Leroy qualifies for his employer’s SEP plan, but due to financial difficulties, the employer made no SEP contributions this year. Leroy is still an active participant — eligibility, not actual contributions, determines status.

Active participant status is reported on the employee’s Form W-2. A worker receiving retirement benefits from a former employer’s plan but not eligible under the current employer’s plan is not an active participant.

2026 Deduction Phase-Out Ranges

For active participants, the IRA deduction phases out over these 2026 MAGI ranges:

Filing Status Full Deduction Below No Deduction Above
Single / Head of Household$79,000$89,000
Married Filing Jointly (active participant)$126,000$146,000
MFJ — non-active participant, spouse is active$236,000$246,000
Married Filing Separately (active participant)$0$10,000

Above the phase-out ceiling, the contribution is entirely nondeductible, though the individual may still make a nondeductible IRA contribution. Within the phase-out range, a partial deduction is available.

Example — Married Couple, Mixed Participation (2026)

Norton is an active participant in his employer’s 401(k) plan. His wife Trixie is a full-time homemaker (not an active participant). They file jointly.

If their joint MAGI is $280,000: Both exceed the upper phase-out limits — neither may make a deductible IRA contribution.

If their joint MAGI is $200,000: Trixie may make a fully deductible contribution (MAGI is below the $236,000 non-participant spouse threshold). Norton cannot, as his income exceeds the $146,000 active participant ceiling for MFJ.

If their joint MAGI is $240,000: Trixie is eligible for a partial deduction (within the $236,000–$246,000 phase-out range). Norton’s contribution remains nondeductible.

Nondeductible IRA Contributions

Individuals whose deduction is reduced or eliminated may still make nondeductible contributions to a traditional IRA, up to the annual limit. While there is no immediate tax benefit, the account still provides tax-deferred growth on the earnings.

Key requirements for nondeductible contributions:

  • The contributor must file Form 8606 with their tax return each year nondeductible contributions are made, to establish and track the after-tax basis.
  • Failure to file Form 8606 results in a $50 penalty. Overstating nondeductible contributions results in a $100 penalty and the IRS will fully tax all distributions as if no basis existed.
  • The contributor may designate a contribution as nondeductible (or revoke the designation) at any time up to the tax filing deadline for the year.
  • Both deductible and nondeductible contributions may be held in a single IRA account — the institution holding the IRA does not need to be notified of the nondeductible status.

When distributions are taken from an IRA containing nondeductible contributions, the pro-rata rule applies across all traditional IRA accounts — withdrawals cannot be selectively allocated to the nondeductible basis.
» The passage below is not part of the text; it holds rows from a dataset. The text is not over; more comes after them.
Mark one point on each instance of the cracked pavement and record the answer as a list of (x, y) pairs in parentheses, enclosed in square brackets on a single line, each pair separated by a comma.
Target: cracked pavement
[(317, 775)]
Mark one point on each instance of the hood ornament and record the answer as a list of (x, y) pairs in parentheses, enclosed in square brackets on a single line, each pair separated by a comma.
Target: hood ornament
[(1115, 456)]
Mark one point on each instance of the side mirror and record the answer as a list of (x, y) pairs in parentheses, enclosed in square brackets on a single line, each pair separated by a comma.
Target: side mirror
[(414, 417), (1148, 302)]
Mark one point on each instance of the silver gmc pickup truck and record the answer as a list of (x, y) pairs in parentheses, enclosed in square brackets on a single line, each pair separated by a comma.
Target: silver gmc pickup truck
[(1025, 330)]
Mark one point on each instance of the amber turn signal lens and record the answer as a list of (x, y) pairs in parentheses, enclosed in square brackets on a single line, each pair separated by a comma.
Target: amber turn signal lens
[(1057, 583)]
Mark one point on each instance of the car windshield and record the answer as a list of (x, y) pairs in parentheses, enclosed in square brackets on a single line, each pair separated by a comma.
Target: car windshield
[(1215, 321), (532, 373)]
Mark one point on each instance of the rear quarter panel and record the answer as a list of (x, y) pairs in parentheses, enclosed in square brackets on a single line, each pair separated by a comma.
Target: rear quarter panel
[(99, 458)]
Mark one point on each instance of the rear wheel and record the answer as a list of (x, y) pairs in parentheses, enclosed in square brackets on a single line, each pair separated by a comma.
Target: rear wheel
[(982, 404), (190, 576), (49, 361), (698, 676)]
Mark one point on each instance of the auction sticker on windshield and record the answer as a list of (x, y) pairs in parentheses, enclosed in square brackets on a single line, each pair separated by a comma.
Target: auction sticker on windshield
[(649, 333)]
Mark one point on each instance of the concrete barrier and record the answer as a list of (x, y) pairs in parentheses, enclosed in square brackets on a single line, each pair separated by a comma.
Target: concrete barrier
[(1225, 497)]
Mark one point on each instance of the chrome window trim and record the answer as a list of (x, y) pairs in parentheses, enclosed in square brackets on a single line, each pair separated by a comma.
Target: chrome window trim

The tax-free portion of each distribution is calculated proportionally based on total basis relative to total account value.

In most cases, a Roth IRA offers a better result than a nondeductible traditional IRA, since Roth distributions are entirely tax-free for qualified withdrawals. However, individuals who exceed the Roth IRA income limits may use a nondeductible traditional IRA as an alternative tax-deferred savings vehicle.

Notice: While every effort has been made to provide up-to-date information, this program does not in any way offer legal or tax advice for specific situations. Legal and tax experts should be consulted, especially when planning complex retirement strategies.